Référendum de la honte

Un étranger reconnu coupable d’un crime, voire d’un simple délit, doit-il être expulsé après avoir purgé sa peine ? Oui, ont répondu 52,9 % des électeurs.

Affiche de l’UDC (extrême droite) appelant à voter pour le renvoi des délinquants étrangers. © AFP

Affiche de l’UDC (extrême droite) appelant à voter pour le renvoi des délinquants étrangers. © AFP

ProfilAuteur_JeanMichelAubriet

Publié le 17 décembre 2010 Lecture : 2 minutes.

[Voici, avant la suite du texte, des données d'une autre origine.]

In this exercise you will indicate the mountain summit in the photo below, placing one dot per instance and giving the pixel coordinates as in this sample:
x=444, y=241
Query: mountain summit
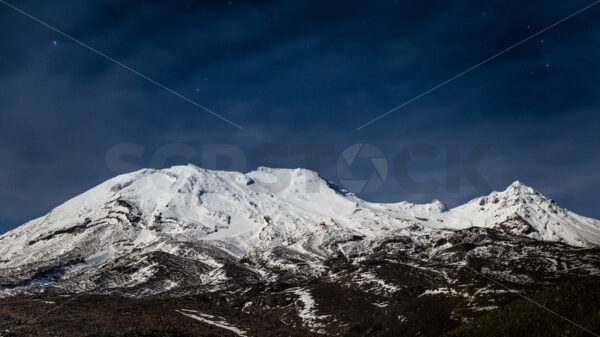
x=280, y=219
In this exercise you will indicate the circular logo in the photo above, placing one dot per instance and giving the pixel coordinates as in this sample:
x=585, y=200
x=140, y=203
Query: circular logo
x=351, y=157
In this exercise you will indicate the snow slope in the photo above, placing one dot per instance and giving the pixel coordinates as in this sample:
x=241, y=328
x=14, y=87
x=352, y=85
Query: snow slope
x=254, y=213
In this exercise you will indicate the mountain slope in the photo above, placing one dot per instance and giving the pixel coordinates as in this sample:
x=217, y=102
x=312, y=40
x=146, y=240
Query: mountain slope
x=254, y=214
x=252, y=245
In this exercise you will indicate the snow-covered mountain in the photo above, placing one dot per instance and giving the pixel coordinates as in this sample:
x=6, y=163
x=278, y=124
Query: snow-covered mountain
x=173, y=228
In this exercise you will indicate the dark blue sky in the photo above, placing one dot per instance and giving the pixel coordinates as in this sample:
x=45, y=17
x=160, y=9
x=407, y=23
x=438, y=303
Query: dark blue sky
x=304, y=72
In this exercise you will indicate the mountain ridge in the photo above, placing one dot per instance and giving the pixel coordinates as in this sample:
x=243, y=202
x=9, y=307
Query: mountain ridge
x=214, y=219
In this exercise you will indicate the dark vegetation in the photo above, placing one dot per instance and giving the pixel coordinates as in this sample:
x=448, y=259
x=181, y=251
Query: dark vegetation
x=406, y=314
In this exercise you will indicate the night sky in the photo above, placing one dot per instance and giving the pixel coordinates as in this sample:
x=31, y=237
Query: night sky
x=294, y=73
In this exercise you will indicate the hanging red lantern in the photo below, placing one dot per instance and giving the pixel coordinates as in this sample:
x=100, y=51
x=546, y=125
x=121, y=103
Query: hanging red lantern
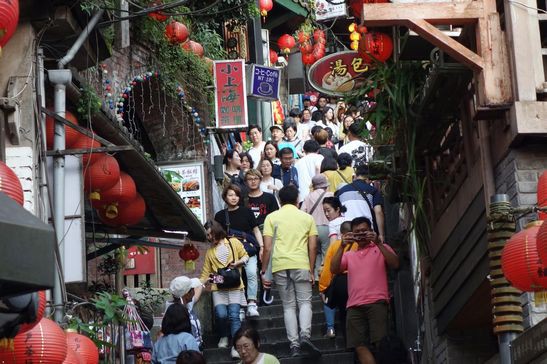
x=129, y=213
x=10, y=184
x=176, y=32
x=71, y=135
x=85, y=142
x=520, y=261
x=193, y=47
x=157, y=15
x=83, y=346
x=40, y=310
x=9, y=17
x=542, y=195
x=375, y=45
x=285, y=43
x=101, y=176
x=44, y=343
x=189, y=253
x=273, y=56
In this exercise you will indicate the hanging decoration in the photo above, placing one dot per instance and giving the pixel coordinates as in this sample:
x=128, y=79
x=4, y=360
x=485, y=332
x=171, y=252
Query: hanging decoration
x=44, y=343
x=189, y=253
x=9, y=17
x=10, y=184
x=520, y=261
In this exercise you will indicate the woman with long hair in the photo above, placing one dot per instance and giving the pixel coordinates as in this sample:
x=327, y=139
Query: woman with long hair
x=224, y=252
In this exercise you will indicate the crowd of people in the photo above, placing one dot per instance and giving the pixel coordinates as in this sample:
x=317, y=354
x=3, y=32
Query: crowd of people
x=300, y=209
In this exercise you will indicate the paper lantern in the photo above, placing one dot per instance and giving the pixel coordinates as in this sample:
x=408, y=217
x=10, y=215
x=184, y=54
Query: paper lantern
x=101, y=176
x=520, y=261
x=542, y=195
x=83, y=346
x=375, y=45
x=9, y=17
x=176, y=32
x=10, y=184
x=44, y=343
x=71, y=135
x=193, y=47
x=285, y=43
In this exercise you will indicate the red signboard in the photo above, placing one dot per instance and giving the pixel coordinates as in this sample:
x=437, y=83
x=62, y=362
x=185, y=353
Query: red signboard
x=230, y=94
x=338, y=74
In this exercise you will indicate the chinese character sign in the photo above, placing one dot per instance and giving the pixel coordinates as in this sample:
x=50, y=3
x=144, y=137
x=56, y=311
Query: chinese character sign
x=338, y=74
x=230, y=94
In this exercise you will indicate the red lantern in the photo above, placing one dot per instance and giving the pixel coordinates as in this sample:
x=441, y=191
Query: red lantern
x=129, y=213
x=193, y=47
x=520, y=261
x=71, y=135
x=39, y=313
x=176, y=32
x=73, y=357
x=542, y=195
x=44, y=343
x=9, y=17
x=10, y=184
x=83, y=346
x=265, y=6
x=157, y=15
x=375, y=45
x=285, y=43
x=84, y=142
x=101, y=176
x=273, y=56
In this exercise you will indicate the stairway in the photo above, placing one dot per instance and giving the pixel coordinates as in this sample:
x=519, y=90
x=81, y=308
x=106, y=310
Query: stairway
x=271, y=327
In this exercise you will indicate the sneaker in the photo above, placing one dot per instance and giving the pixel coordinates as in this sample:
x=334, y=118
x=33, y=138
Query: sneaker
x=223, y=342
x=294, y=351
x=252, y=310
x=309, y=348
x=234, y=353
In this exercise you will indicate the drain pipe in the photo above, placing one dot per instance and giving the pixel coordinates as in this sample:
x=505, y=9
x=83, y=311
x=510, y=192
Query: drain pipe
x=60, y=78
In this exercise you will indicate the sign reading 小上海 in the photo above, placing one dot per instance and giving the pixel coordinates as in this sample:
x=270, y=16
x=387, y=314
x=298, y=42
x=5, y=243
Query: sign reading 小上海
x=338, y=74
x=264, y=82
x=230, y=94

Un an après avoir obtenu l’interdiction des minarets, l’Union démocratique du centre (UDC), le parti de la droite nationaliste, populiste et xénophobe, récidive. Au terme d’un référendum d’initiative populaire organisé à sa demande, les électeurs suisses ont approuvé à une nette majorité (52,9 %) sa proposition d’inscrire dans la Constitution le principe du retrait de son titre de séjour à tout étranger reconnu coupable de crime – meurtre, viol, traite d’êtres humains, trafic de drogue, etc. –, mais aussi de simples délits comme l’abus d’aide sociale. Après avoir purgé sa peine, l’intéressé sera donc ipso facto expulsé, sans aucune possibilité de recours, et interdit de séjour sur le territoire de la Confédération pour une durée comprise entre cinq et quinze ans.

Un projet concurrent présenté par les centristes et une partie des socialistes – sorte d’ersatz reprenant l’essentiel des propositions de l’UDC, en s’efforçant d’en atténuer les aspects les plus excessifs – a été sèchement rejeté par 54,2 % des votants. Pour détestable qu’il soit, l’original a été préféré à la copie.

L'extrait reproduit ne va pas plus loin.